RG - parental politico said...

spot on, miss v.

rg supposes one of the key differences between facebook and, say, a blog of website is the 'friends' factor, and tagging as you mention.

for example, rg can post a personal picture on the mother load and the only people who will see it are those who stumble across the site. in addition, rg can email those in the picture and send it along to them to see (or scream in horror at) and distribute at their own discretion, should they wish to. nb: the people in the picture get to choose to do that.

rg suspects it's far less likely a person would would send a picture of old friends (for example only) to their entire email contact list - most likely on the assumption that not everybody would be interested, or it's not everybody's business. the sender would need to exercise some thought and/or intent.

(based on rg's limited experience) i feel this is avoided with facebook. 'friends' are notified every time a profile is updated (again, from rg's understanding) so technically if you've got 100 friends, each one of those is able to be alerted to a shit shot of you that's been posted. how could a person not, as you rightly say, feel they lack control?
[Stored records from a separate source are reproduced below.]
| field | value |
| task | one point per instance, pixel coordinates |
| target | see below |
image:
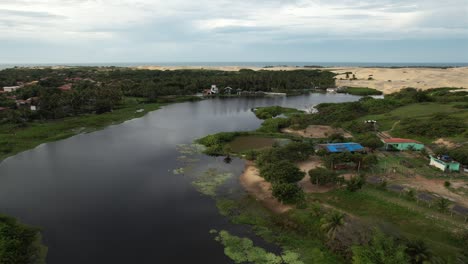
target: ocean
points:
(251, 64)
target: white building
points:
(11, 88)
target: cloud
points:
(210, 25)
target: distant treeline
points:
(100, 89)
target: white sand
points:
(421, 78)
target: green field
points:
(14, 138)
(385, 208)
(390, 120)
(244, 143)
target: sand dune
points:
(387, 80)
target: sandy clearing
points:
(260, 189)
(436, 186)
(421, 78)
(317, 131)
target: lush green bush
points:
(273, 111)
(355, 183)
(20, 244)
(281, 172)
(215, 144)
(288, 193)
(274, 125)
(362, 91)
(381, 249)
(439, 125)
(322, 176)
(369, 140)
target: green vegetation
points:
(242, 250)
(20, 244)
(362, 91)
(274, 111)
(288, 193)
(210, 181)
(322, 176)
(381, 249)
(15, 138)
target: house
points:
(342, 147)
(11, 88)
(214, 89)
(444, 163)
(66, 87)
(402, 144)
(227, 90)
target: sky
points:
(93, 31)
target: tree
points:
(281, 172)
(369, 140)
(382, 250)
(288, 193)
(442, 205)
(331, 223)
(418, 252)
(322, 176)
(355, 183)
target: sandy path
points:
(317, 131)
(437, 186)
(260, 189)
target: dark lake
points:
(111, 197)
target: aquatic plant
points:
(242, 250)
(210, 180)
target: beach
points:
(387, 80)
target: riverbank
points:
(16, 138)
(386, 80)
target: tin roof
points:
(400, 140)
(343, 147)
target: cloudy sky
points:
(61, 31)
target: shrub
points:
(281, 172)
(288, 193)
(322, 176)
(355, 183)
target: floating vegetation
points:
(210, 180)
(242, 250)
(190, 149)
(178, 171)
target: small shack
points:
(341, 147)
(402, 144)
(444, 163)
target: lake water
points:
(111, 197)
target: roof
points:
(400, 140)
(343, 147)
(66, 87)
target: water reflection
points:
(110, 196)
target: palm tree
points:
(331, 223)
(418, 252)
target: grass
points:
(15, 139)
(245, 143)
(295, 231)
(413, 222)
(390, 120)
(362, 91)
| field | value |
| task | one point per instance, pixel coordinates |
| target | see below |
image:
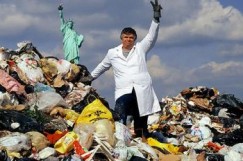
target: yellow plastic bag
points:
(170, 148)
(71, 116)
(65, 143)
(94, 111)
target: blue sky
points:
(200, 42)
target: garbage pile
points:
(49, 111)
(200, 124)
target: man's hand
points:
(157, 8)
(60, 7)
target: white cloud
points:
(235, 50)
(211, 21)
(213, 70)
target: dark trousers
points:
(127, 105)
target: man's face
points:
(128, 41)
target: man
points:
(71, 40)
(134, 93)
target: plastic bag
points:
(165, 147)
(48, 100)
(102, 130)
(85, 131)
(93, 112)
(65, 144)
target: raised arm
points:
(157, 10)
(60, 9)
(149, 40)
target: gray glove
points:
(60, 7)
(157, 8)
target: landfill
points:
(49, 111)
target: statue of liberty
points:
(71, 40)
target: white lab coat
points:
(131, 72)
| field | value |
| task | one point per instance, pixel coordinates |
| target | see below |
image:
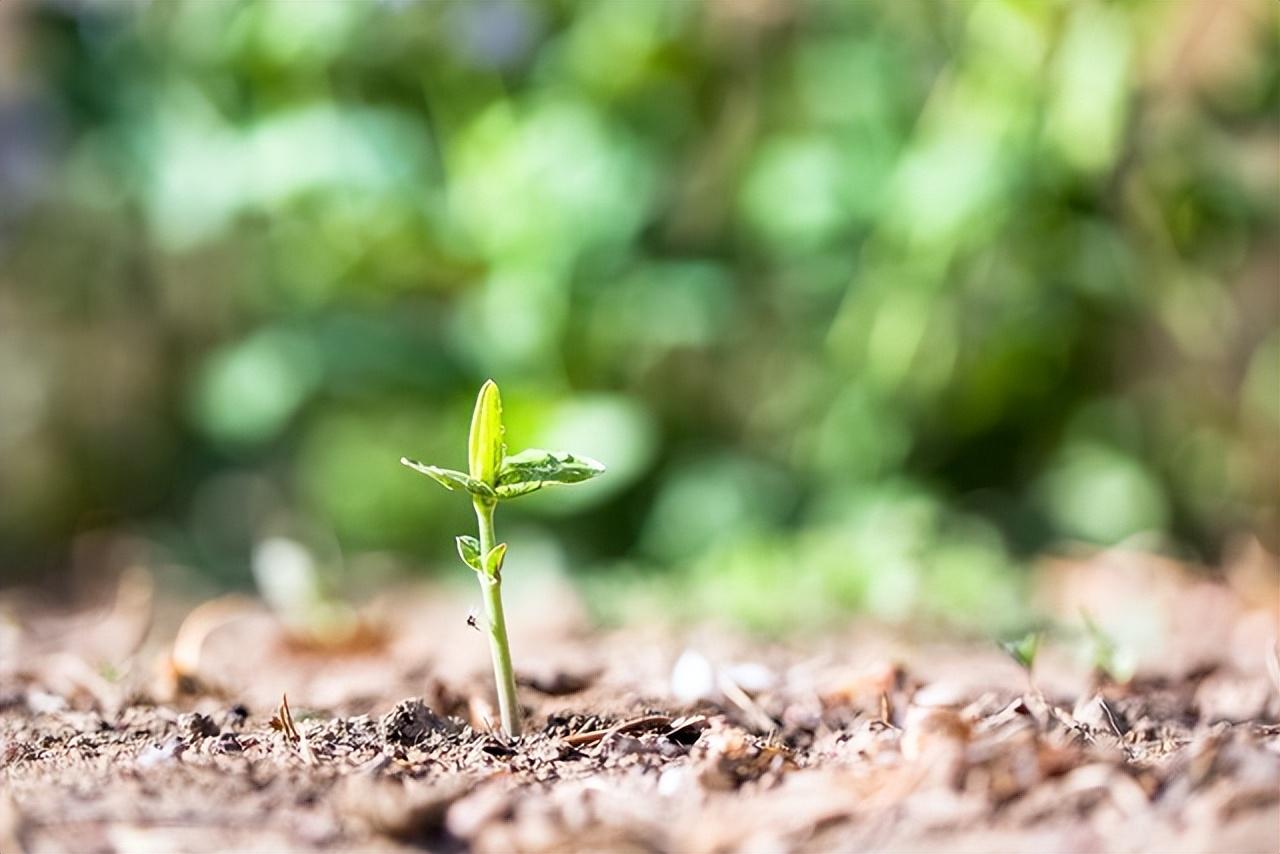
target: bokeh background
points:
(865, 305)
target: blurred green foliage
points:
(860, 302)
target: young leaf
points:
(538, 466)
(516, 491)
(484, 446)
(493, 561)
(469, 549)
(1023, 649)
(449, 479)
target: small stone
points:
(410, 722)
(193, 725)
(228, 743)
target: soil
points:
(639, 739)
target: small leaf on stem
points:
(449, 479)
(533, 469)
(469, 549)
(493, 561)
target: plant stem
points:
(503, 672)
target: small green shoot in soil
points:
(1023, 649)
(493, 476)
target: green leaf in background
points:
(469, 549)
(484, 447)
(449, 479)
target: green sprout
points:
(494, 476)
(1023, 649)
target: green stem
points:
(490, 585)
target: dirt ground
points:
(115, 738)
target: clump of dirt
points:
(643, 740)
(1010, 770)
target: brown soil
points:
(638, 740)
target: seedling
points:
(1023, 649)
(494, 476)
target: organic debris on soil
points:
(644, 744)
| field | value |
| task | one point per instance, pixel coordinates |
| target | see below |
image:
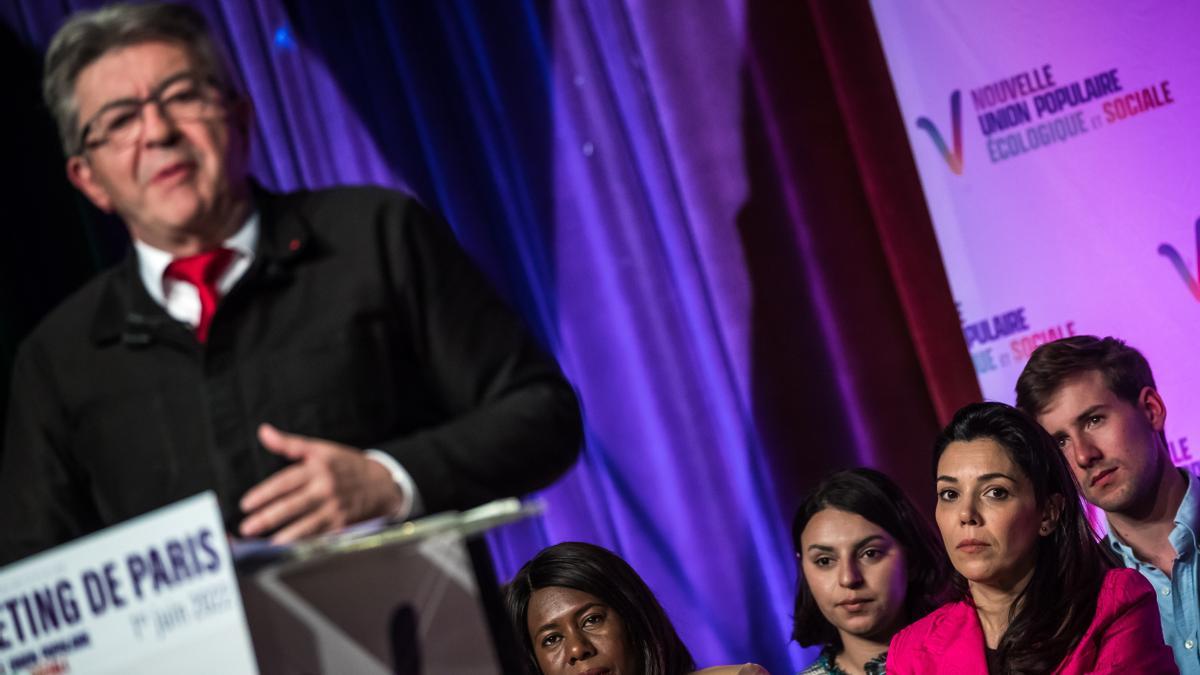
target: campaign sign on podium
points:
(151, 595)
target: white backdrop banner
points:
(1057, 144)
(156, 593)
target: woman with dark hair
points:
(1037, 591)
(583, 609)
(869, 565)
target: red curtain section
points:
(855, 57)
(863, 360)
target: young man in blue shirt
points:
(1098, 400)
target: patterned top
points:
(827, 664)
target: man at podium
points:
(316, 358)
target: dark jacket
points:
(360, 321)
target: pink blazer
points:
(1125, 637)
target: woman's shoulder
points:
(918, 631)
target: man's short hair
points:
(89, 35)
(1125, 370)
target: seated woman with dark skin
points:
(869, 565)
(581, 609)
(1036, 591)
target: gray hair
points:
(89, 35)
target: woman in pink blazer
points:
(1037, 591)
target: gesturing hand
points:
(329, 487)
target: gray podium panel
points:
(406, 601)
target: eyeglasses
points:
(184, 97)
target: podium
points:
(419, 598)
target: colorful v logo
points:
(1170, 254)
(955, 157)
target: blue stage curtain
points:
(666, 192)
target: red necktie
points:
(202, 270)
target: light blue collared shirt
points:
(1179, 607)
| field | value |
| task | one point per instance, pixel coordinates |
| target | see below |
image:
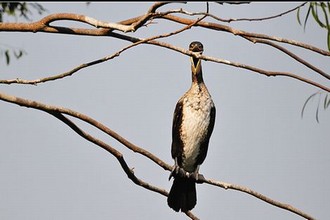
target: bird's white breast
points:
(195, 122)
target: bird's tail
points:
(182, 194)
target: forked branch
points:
(60, 112)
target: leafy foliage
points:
(326, 103)
(17, 9)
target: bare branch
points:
(181, 11)
(321, 72)
(220, 27)
(58, 113)
(178, 49)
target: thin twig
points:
(58, 113)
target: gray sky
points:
(259, 141)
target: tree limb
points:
(59, 113)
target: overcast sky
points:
(259, 141)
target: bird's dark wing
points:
(205, 143)
(177, 144)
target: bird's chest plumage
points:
(194, 128)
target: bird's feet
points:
(199, 178)
(178, 171)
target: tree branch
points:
(59, 113)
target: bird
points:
(193, 123)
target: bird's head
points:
(196, 47)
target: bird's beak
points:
(195, 62)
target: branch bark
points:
(59, 113)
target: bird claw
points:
(178, 171)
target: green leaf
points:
(7, 57)
(328, 40)
(326, 102)
(298, 16)
(307, 15)
(307, 100)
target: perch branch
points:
(59, 113)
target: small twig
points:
(58, 113)
(259, 196)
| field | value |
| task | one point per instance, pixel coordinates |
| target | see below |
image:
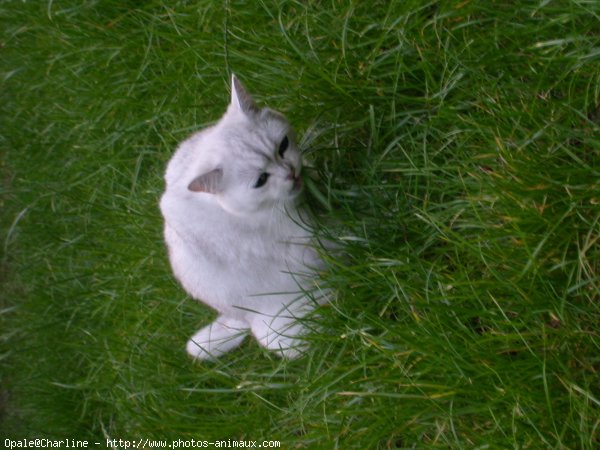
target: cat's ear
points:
(240, 99)
(209, 182)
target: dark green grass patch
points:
(455, 158)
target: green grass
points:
(456, 153)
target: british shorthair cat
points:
(237, 238)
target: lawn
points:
(455, 154)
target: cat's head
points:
(256, 163)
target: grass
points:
(456, 157)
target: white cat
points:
(237, 240)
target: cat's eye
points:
(283, 146)
(262, 180)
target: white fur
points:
(243, 250)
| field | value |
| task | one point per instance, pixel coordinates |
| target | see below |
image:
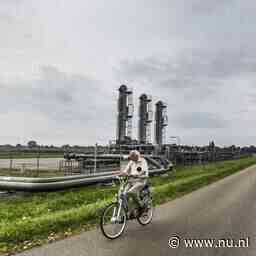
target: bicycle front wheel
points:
(112, 225)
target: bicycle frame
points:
(121, 199)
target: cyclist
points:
(137, 171)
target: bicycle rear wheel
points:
(111, 226)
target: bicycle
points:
(115, 215)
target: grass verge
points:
(27, 220)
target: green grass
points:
(27, 219)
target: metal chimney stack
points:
(125, 115)
(145, 119)
(161, 122)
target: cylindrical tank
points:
(125, 114)
(161, 121)
(145, 119)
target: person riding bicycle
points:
(137, 171)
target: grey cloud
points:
(58, 95)
(200, 120)
(192, 68)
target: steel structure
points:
(161, 122)
(145, 119)
(125, 114)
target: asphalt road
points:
(223, 210)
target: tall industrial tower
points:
(145, 119)
(161, 122)
(125, 114)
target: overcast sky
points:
(61, 63)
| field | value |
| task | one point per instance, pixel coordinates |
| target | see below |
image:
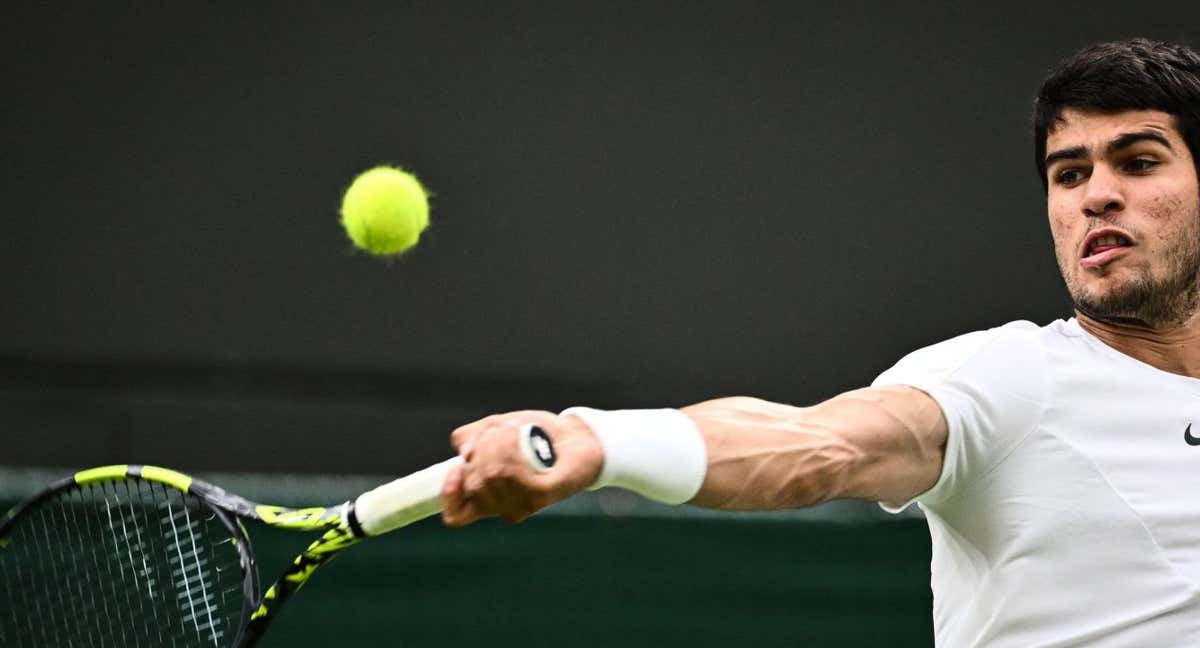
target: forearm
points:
(881, 444)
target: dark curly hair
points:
(1135, 75)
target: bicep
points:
(879, 443)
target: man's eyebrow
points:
(1121, 142)
(1128, 139)
(1073, 153)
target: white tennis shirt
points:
(1068, 507)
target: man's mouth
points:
(1103, 244)
(1103, 247)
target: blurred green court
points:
(629, 582)
(599, 570)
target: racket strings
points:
(129, 563)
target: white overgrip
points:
(405, 501)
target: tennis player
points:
(1059, 466)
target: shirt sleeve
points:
(991, 387)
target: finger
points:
(465, 433)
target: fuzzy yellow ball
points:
(385, 210)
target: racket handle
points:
(415, 497)
(405, 501)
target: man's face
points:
(1125, 213)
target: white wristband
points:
(654, 453)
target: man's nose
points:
(1103, 195)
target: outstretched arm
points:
(882, 444)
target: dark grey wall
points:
(635, 205)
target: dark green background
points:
(618, 583)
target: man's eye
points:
(1068, 177)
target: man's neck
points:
(1175, 349)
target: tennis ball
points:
(385, 210)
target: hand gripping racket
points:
(139, 556)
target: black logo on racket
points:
(1189, 438)
(541, 448)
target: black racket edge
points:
(258, 610)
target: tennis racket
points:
(141, 556)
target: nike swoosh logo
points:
(1189, 438)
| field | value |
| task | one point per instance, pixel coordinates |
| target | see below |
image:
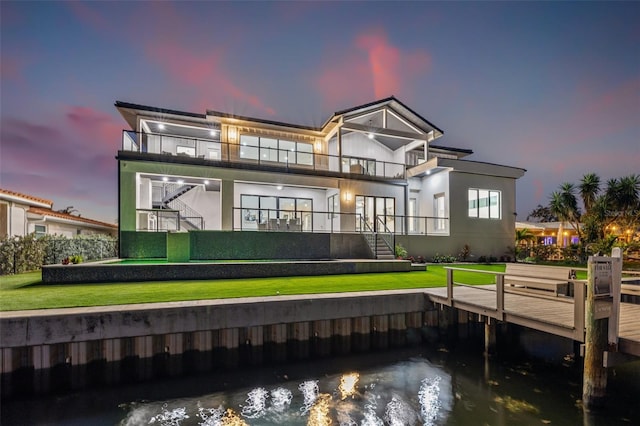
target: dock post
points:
(596, 339)
(489, 336)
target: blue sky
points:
(551, 87)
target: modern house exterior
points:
(370, 177)
(23, 214)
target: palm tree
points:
(589, 189)
(564, 205)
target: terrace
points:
(262, 152)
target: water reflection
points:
(407, 393)
(423, 385)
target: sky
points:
(550, 87)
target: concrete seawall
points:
(62, 349)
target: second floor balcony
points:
(298, 156)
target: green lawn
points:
(26, 291)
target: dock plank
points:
(539, 312)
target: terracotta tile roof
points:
(51, 213)
(25, 196)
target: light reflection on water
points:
(412, 392)
(423, 385)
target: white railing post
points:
(500, 295)
(449, 286)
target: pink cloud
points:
(371, 67)
(204, 73)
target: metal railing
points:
(187, 213)
(157, 220)
(254, 219)
(369, 235)
(385, 234)
(216, 151)
(418, 225)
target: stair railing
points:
(369, 235)
(386, 235)
(187, 213)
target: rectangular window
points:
(249, 147)
(268, 149)
(185, 150)
(484, 203)
(275, 150)
(333, 205)
(439, 212)
(40, 230)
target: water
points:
(418, 386)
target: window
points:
(276, 213)
(439, 211)
(333, 205)
(484, 204)
(275, 150)
(40, 230)
(186, 150)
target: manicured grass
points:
(26, 291)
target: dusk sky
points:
(551, 87)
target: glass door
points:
(369, 208)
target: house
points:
(22, 214)
(370, 177)
(561, 234)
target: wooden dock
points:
(560, 316)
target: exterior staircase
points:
(189, 218)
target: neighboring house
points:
(22, 214)
(561, 234)
(369, 173)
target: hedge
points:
(29, 253)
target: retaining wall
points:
(116, 272)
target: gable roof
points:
(24, 198)
(396, 105)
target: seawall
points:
(62, 349)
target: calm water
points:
(418, 386)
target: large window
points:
(276, 213)
(275, 150)
(439, 211)
(372, 208)
(484, 203)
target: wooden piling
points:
(595, 374)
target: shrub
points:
(400, 251)
(443, 258)
(465, 253)
(28, 253)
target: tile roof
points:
(52, 213)
(25, 196)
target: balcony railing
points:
(273, 220)
(418, 225)
(216, 151)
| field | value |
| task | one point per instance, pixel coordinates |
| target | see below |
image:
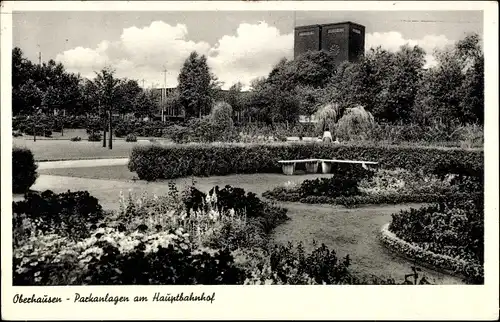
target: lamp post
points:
(110, 145)
(103, 121)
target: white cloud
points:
(393, 40)
(250, 53)
(143, 53)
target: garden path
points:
(348, 231)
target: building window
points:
(306, 33)
(335, 30)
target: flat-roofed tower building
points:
(345, 40)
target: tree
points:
(196, 86)
(222, 120)
(127, 92)
(25, 94)
(234, 98)
(453, 91)
(106, 87)
(145, 104)
(400, 86)
(309, 99)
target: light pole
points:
(110, 128)
(102, 110)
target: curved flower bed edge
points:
(473, 273)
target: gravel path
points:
(347, 231)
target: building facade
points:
(345, 40)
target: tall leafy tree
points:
(127, 94)
(196, 86)
(453, 91)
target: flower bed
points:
(453, 229)
(351, 189)
(193, 238)
(174, 161)
(472, 271)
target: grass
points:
(49, 150)
(348, 231)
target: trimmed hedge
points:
(281, 194)
(23, 170)
(168, 162)
(472, 272)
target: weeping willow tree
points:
(356, 123)
(327, 115)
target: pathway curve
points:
(348, 231)
(81, 163)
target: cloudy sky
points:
(240, 46)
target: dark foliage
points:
(23, 170)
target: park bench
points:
(288, 166)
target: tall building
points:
(345, 40)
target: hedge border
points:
(182, 160)
(450, 265)
(355, 201)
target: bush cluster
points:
(165, 162)
(153, 241)
(380, 187)
(23, 170)
(95, 137)
(142, 128)
(131, 138)
(76, 139)
(70, 214)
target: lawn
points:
(348, 231)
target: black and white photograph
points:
(284, 147)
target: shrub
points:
(24, 168)
(113, 257)
(95, 137)
(131, 138)
(356, 123)
(166, 162)
(69, 214)
(454, 228)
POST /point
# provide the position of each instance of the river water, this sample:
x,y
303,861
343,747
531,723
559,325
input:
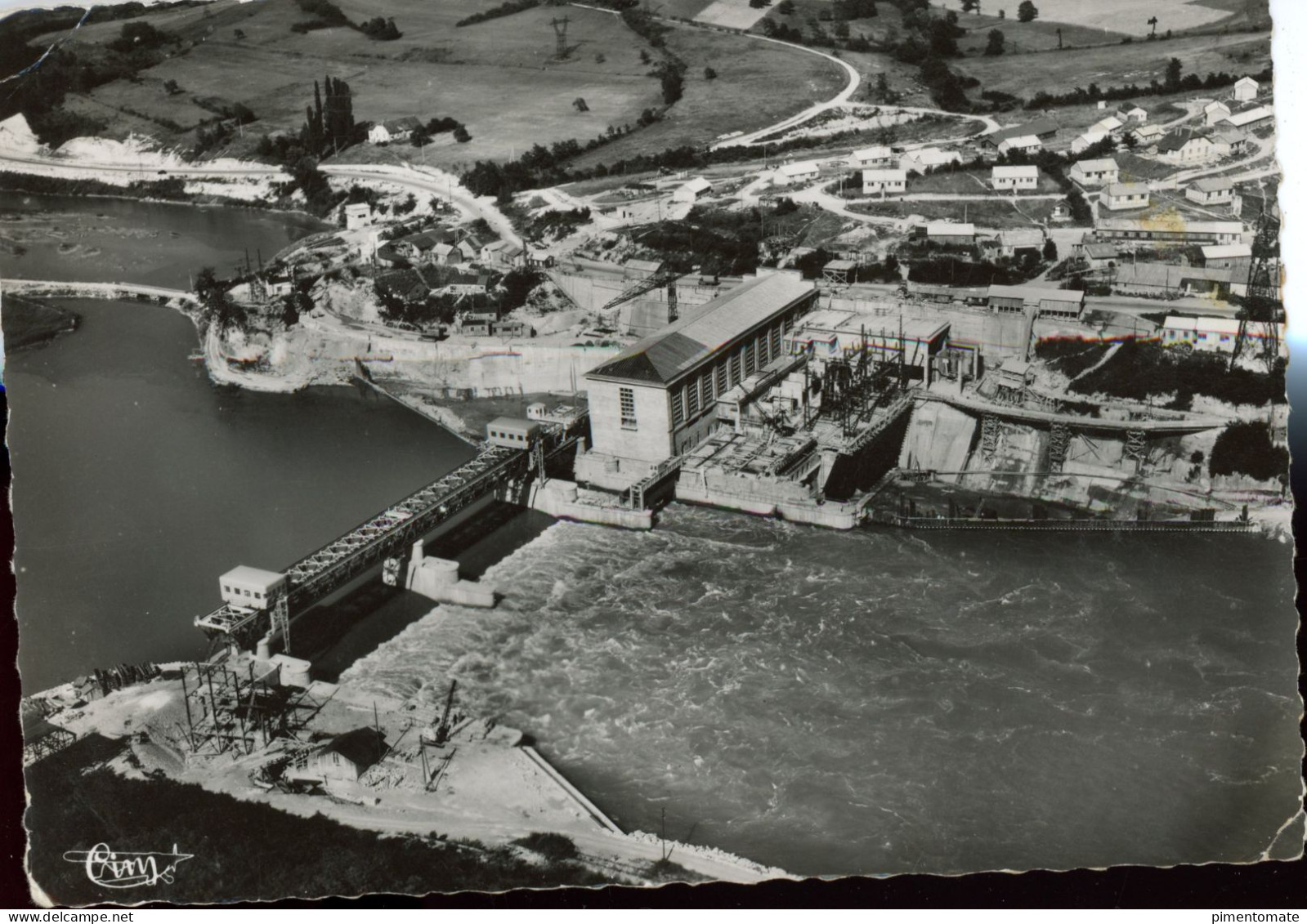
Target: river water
x,y
102,239
864,702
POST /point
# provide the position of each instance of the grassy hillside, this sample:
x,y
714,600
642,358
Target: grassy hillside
x,y
499,78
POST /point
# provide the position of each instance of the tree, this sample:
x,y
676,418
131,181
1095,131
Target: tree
x,y
1173,72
this is where the definition of 'friend' comes in - were it a 'real' friend, you would most likely be able to request that such an image, or whatever, be removed or explain that it upsets/violates you; the facebook concept of 'friend' is potentially a stranger who knows jack-all about you, and you about them, and is most likely unconcerned about 'feelings' and other esoteric notions.

Lad Litter said...

I'm on it, after a friend invited me but I don't like it. Thanks for the advice on your great post. As a blogger I ilike putting my thoughts out there, not myself.

RG - parental politico said...

ditto, lad litter.

like many others, rg values a venue where the views and opinions are aired, not the person.